Initially the change simply served to segment the existing critical care patients, but over time the coronary critical care patient population grew with the service line. That specialized unit played a major role in national recognition the heart and vascular institute has received, Karow says.

The subspecialization has also been popular with staff, particularly physicians. "If we talked about blending these units back together again we'd have a revolt on our hands. Physicians were instrumental about driving the concept forward. They like the dedicated staff, expertise, the level of trust, the understanding that we're all on the same page looking for the same outcomes."

The Virtues of eICUs

The electronic intensive care unit is often likened to air traffic control. From a single command center, an operator is fed information on dozens of patients in multiple locations and can make split-second decisions to keep the unit running smoothly-or, when necessary, react to a pending disaster.

At UMass Memorial Medical Center in Worcester, MA, a physician and critical care nurse practitioner monitor 10 ICUs at five campuses 24 hours a day via Visicu's eICU program, which includes full audio and visual feeds of every patient bed. The software constantly collects and analyzes data and can detect minor changes in a patient's condition early, and it sends out critical alerts when a patient suddenly takes a turn for the worse-going into congestive heart failure, for instance.

The plethora of data and time-saving features of the eICU have resulted in a shortened length of stay and an overall improvement in mortality rates since its implementation in 2006, says Walter Ettinger, president of the 771-staffed-bed tertiary care center.

Yet most hospitals have been reluctant to adopt eICUs, in part because they believe the costs outweigh the perceived quality improvement benefits. In some cases, particularly for hospitals with smaller ICUs, they may be right.

But the eICU at UMass Memorial has proven to be remarkably sustainable economically, Ettinger says. "In the ICU, hours are important. Because we shortened length of stay, we increased our bed capacity and were able to take more patients. That is what drives the economics of eICU. You're able to get more throughput and in turn bring in more revenue."

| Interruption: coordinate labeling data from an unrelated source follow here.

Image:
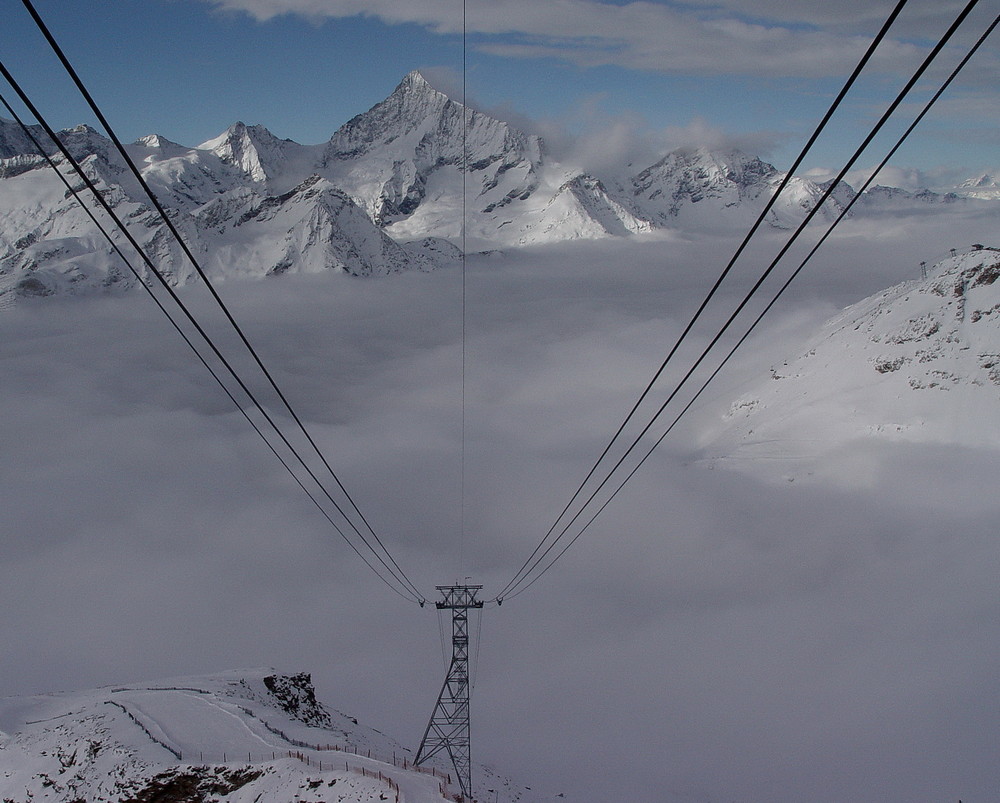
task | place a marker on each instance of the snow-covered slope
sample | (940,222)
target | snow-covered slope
(919,362)
(238,736)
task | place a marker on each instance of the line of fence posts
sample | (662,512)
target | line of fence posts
(363,771)
(352,749)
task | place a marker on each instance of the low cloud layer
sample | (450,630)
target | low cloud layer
(778,40)
(711,637)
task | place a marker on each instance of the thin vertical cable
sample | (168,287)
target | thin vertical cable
(465,174)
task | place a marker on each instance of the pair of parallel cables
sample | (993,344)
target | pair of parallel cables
(364,541)
(554,545)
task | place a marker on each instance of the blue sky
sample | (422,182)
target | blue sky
(609,80)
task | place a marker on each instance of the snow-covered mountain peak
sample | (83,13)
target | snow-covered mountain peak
(984,187)
(159,142)
(253,149)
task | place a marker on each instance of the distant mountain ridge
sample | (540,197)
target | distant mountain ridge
(384,194)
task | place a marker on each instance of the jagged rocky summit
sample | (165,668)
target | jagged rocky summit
(918,363)
(383,195)
(241,736)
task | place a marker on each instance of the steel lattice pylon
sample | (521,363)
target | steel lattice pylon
(448,729)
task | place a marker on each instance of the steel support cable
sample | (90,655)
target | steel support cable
(777,295)
(515,588)
(465,219)
(774,300)
(417,597)
(201,273)
(159,304)
(722,276)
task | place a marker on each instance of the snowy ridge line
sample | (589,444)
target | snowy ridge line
(352,749)
(361,770)
(49,719)
(160,688)
(160,742)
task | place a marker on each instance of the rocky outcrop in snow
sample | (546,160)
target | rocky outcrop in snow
(239,736)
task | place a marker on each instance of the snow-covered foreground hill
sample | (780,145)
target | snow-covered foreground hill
(918,362)
(713,636)
(243,737)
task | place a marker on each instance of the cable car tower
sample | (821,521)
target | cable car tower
(448,729)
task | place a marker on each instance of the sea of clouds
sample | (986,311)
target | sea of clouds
(713,636)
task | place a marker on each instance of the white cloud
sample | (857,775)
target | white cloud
(785,40)
(774,636)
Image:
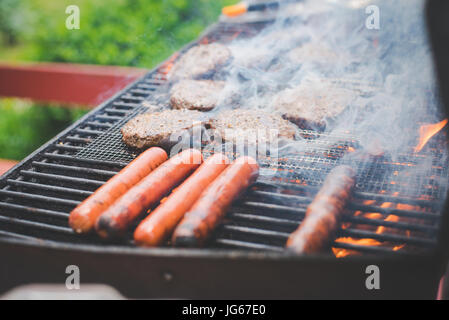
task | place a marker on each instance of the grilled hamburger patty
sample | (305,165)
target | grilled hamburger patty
(151,129)
(309,105)
(256,125)
(200,95)
(199,61)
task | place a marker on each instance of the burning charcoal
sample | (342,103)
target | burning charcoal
(202,95)
(155,129)
(200,61)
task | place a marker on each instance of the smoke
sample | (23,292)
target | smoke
(386,75)
(388,71)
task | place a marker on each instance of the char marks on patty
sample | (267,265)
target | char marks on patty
(308,106)
(253,125)
(202,95)
(155,129)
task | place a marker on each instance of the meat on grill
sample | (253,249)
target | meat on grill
(200,61)
(82,219)
(159,225)
(213,203)
(309,105)
(115,221)
(155,129)
(324,214)
(202,95)
(255,126)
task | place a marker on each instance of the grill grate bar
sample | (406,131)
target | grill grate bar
(85,160)
(44,187)
(246,245)
(33,174)
(36,225)
(362,234)
(54,166)
(33,197)
(30,210)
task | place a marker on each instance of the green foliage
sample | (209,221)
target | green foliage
(10,21)
(125,32)
(121,32)
(24,127)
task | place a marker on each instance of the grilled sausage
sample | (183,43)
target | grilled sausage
(115,220)
(82,219)
(211,207)
(324,213)
(162,221)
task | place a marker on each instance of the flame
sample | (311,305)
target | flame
(341,253)
(426,132)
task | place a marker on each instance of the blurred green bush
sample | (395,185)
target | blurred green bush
(138,33)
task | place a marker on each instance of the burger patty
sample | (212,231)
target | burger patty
(200,95)
(200,61)
(252,125)
(155,129)
(308,106)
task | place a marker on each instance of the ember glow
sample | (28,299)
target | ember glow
(341,253)
(426,133)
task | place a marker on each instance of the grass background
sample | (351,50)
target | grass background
(138,33)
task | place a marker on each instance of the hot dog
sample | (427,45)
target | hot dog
(160,223)
(211,207)
(115,220)
(82,219)
(323,215)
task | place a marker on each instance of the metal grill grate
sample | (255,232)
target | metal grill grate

Even with a favorable business plan, however, eICU adoption can be a long and potentially divisive process if all parties-boards, leadership, physicians-aren't on the same page. The change at UMass Memorial was driven by a critical care operations committee chaired by a senior critical care physician. One of the committee's goals was to improve quality by ensuring intensivist attendings were available around the clock for patients. There simply weren't enough doctors to pull that off, however, and the committee decided to investigate the eICU as a way of doing more with less.

As shortages of both physicians and nurses trained in intensive care become worse and recruitment becomes challenging, that argument may persuade more hospitals to reconsider eICU technology.